It was raining that night as Ivy descended the Great Shaft, slow droplets falling between the bars and pattering into the stagnant water below. But she’d brought a rope this time, fastening one end tight at the foot of the iron railing and the other around her waist, so even if she slipped she wouldn’t fall far.

She’d expected to hear the spriggan talking, as he had the night before. But the shaft was silent, and as she lowered herself into his cell the only sounds were the rasp of hemp on stone and the scuffing of her own bare feet. ‘It’s me,’ she whispered, brightening her glow so he could see her. ‘Are you awake?’

The prisoner sat against the wall, hands dangling between his knees.
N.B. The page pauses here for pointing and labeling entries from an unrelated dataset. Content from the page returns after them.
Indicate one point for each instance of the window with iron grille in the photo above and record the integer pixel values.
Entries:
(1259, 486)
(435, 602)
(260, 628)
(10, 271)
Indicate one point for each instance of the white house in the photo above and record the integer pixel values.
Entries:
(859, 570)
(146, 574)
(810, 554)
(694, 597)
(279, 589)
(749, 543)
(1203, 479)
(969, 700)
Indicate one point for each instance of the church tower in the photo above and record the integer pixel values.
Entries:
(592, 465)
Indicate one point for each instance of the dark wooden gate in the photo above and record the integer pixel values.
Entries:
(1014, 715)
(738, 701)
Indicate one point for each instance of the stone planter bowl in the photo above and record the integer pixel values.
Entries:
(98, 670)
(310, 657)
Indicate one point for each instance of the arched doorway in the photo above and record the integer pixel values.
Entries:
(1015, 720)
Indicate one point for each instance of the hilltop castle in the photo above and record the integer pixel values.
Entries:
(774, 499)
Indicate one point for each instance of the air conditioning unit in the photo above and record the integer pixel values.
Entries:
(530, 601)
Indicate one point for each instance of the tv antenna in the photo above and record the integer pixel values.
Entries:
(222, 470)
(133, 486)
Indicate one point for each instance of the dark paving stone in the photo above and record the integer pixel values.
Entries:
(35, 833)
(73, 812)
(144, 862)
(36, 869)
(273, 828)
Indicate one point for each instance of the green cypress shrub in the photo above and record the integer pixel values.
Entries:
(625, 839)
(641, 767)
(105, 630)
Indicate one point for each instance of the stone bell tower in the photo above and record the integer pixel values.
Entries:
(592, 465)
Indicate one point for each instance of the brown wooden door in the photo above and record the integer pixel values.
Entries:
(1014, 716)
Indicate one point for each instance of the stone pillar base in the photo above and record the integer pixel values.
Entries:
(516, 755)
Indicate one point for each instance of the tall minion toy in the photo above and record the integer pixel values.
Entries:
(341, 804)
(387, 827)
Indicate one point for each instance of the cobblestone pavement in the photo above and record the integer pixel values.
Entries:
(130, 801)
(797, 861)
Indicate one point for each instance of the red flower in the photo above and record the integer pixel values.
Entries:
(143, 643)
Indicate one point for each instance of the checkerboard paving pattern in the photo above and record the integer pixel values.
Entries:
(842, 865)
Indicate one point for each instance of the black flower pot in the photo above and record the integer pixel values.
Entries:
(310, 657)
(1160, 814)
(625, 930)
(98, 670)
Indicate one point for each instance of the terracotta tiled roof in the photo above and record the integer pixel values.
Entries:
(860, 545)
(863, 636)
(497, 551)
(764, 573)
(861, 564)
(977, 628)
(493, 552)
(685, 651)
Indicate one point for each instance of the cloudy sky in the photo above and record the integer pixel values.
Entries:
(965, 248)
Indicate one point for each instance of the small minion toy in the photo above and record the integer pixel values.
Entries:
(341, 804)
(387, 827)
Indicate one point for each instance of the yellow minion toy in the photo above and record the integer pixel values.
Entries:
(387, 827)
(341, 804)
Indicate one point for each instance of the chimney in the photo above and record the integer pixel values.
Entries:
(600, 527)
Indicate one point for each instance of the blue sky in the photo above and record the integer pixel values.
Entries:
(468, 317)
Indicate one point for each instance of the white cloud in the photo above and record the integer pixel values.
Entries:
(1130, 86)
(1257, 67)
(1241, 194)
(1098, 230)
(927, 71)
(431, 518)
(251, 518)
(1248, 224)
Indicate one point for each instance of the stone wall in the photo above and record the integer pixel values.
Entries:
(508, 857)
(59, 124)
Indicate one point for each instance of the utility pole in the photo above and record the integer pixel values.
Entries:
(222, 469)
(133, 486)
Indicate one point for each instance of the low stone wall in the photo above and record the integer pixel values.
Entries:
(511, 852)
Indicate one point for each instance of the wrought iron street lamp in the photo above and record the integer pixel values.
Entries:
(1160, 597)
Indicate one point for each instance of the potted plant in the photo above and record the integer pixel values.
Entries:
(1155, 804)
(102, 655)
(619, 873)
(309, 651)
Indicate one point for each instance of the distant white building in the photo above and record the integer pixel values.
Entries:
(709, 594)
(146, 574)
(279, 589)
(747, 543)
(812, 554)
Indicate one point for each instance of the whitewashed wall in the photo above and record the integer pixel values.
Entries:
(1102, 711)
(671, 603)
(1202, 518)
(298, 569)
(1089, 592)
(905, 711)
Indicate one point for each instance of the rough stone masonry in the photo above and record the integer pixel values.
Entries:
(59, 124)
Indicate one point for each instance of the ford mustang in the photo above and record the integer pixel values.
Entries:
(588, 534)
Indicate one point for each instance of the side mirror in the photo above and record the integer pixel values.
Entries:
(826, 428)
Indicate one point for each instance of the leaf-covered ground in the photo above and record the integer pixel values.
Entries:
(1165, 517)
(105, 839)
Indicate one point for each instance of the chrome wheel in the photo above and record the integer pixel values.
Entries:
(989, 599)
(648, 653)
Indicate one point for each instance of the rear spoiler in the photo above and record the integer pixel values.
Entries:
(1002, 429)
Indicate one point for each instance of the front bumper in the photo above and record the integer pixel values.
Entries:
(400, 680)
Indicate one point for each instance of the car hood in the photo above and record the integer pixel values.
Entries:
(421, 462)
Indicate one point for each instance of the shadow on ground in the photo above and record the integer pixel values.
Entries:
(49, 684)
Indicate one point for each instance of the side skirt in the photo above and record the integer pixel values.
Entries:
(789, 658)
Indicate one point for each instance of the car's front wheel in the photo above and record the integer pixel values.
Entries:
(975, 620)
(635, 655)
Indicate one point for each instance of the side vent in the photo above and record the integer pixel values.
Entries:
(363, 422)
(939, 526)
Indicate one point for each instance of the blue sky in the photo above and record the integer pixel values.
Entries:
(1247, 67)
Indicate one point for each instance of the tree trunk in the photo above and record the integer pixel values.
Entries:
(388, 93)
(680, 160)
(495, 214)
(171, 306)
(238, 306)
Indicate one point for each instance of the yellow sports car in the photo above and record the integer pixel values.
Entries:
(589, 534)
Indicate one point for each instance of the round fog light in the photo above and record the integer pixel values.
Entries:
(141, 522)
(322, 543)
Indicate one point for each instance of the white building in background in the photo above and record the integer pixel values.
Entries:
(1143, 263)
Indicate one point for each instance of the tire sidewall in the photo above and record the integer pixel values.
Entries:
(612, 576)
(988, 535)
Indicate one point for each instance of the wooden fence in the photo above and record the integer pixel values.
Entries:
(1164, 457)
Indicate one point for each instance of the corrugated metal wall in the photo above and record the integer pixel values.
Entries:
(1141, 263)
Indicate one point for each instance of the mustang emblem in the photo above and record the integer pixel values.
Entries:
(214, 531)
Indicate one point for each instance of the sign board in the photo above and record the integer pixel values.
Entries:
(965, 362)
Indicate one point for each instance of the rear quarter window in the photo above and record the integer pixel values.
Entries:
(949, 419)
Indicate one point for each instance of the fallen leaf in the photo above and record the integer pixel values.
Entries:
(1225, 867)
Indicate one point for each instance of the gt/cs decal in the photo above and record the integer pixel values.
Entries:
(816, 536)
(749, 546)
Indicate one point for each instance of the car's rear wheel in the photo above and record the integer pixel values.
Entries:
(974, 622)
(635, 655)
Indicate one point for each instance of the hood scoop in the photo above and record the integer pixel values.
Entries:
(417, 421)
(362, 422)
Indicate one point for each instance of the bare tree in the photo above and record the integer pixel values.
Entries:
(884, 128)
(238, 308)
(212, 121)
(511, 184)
He looked like a corpse at first, eyes glazed and features slack, but as Ivy approached he stirred and gave a feeble smile. ‘
But soft!
’ he murmured. ‘
What light through yonder window breaks?

‘What are you talking about?’ asked Ivy, sharp with the effort of hiding her relief. ‘There aren’t any windows here.’

‘It’s a line from a play by Shakespeare,’ he replied. He must have seen Ivy’s blank expression, because he went on patiently, ‘Shakespeare was a human writer who lived a few centuries ago. Plays are stories made up of speeches and acted out in front of an audience. You understand the concept of theatre?’

‘You mean a droll-show,’ said Ivy. ‘Like at midwinter, when the children dress up and pretend to be warriors, or… monsters.’ She had almost said
spriggans.

The prisoner’s nostrils flared. ‘I suppose. In a crude fashion.’

Time to change the subject, before he made her feel any more ignorant. ‘I’ve been thinking about what you said to me. And…I’m ready to make a bargain.’

At once his expression changed. ‘Go on.’

‘I’ll take the iron off your ankle and help you get out of here, so you can take me to my mother. But I won’t ride on your back.’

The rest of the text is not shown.